1. The problem statement, all variables and given/known data

A spring is launched from the ground at 2.3 m/s t an angle of 78° to the ground. What is the max height of the spring? How far did the spring travel?

2. Relevant equations

$\vec{v}_R = 34 m/s$
$\theta = 78°$

3. The attempt at a solution

First things first, get my components :

$\vec{v_v} = 34sin(78°) = 33.3 m/s [Up]$ [ Vertical velocity ].
$\vec{v_H} = 34cos(78°) = 7.1 m/s [Forward]$

Hmm looks like I need time. So lets use $\vec{Δd}_V = \vec{v_v}Δt - (4.9)(Δt)^2$. We know that the overall vertical displacement will be 0 because the spring returns to rest due to gravity. So simplifying :

$0 = (33.3 - 4.9Δt)Δt$

So either $Δt = 0$ which we know we can throw out, or $Δt = \frac{-33.3}{-4.9} = 6.8 s$.

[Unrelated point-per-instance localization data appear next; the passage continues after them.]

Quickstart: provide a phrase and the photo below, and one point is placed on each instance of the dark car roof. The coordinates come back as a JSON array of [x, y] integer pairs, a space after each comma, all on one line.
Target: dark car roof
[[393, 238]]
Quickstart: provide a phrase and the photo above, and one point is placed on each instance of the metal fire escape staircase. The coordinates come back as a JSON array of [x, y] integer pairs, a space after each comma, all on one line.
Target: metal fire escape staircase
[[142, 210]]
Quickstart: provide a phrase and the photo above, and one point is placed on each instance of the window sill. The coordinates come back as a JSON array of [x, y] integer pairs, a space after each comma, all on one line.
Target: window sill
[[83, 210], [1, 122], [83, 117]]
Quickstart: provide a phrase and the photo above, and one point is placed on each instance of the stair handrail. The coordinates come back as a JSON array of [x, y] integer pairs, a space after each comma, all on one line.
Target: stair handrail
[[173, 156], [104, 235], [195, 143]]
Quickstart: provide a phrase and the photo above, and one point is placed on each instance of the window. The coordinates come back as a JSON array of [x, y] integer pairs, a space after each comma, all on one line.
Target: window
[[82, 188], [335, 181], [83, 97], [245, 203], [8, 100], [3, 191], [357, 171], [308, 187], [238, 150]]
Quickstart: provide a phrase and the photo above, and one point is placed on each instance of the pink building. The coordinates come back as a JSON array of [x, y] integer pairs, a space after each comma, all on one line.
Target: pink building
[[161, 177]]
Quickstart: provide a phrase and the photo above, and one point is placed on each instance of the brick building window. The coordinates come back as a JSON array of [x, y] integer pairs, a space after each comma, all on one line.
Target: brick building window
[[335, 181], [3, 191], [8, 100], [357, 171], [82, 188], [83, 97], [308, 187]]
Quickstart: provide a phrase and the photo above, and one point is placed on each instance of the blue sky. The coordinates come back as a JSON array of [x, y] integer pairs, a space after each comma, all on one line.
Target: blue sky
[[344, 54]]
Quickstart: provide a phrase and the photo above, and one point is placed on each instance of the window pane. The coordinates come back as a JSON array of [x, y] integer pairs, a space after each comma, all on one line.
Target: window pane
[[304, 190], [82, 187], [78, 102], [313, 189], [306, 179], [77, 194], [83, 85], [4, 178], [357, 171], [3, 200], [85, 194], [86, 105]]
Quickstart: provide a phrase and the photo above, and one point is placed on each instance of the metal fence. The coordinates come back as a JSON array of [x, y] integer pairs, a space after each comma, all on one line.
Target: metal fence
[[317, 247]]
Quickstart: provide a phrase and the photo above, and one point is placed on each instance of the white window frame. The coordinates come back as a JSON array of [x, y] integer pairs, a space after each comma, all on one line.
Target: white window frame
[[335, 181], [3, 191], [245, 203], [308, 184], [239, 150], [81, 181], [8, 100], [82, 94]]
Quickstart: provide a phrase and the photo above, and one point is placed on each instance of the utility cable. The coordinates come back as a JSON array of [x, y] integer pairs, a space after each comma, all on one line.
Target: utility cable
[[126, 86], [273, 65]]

Now we know how long the spring was in the air. So because of acceleration due to gravity, we know that the max height of the spring will be achieved at $Δt_S = Δt/2 = 3.4 s$.

To find the actual maximum height we calculate :

$\vec{Δd}_V = \vec{v}_v Δt_S - (4.9)(Δt_S)^2 = (33.3)(3.4) - (4.9)(3.4)^2 = 56.58 m/s [Up]$

To find out how far the spring traveled in total, another small calculation :

$\vec{Δd}_H = \vec{v}_H Δt = (7.1)(6.8) = 48.3 m [Forward]$.

I think that should be it. Loving these word problems.

EDIT : Just noticed this should be in intro phys, I must have clicked adv by accident. If a mod could move it there it would be appreciated.

2. Jul 17, 2013

### Dick

I'm not sure why your statement says velocity 2.3m/s and you finally used 34m/s. But other than that it looks pretty ok.

3. Jul 17, 2013

### Zondrina

Oh wow haha. Been awake since 5am, taking its toll i guess, but these word problems are too fun to solve.

Quantifying the physical.

Okay though, as long as the process is fine, that's all I really care for.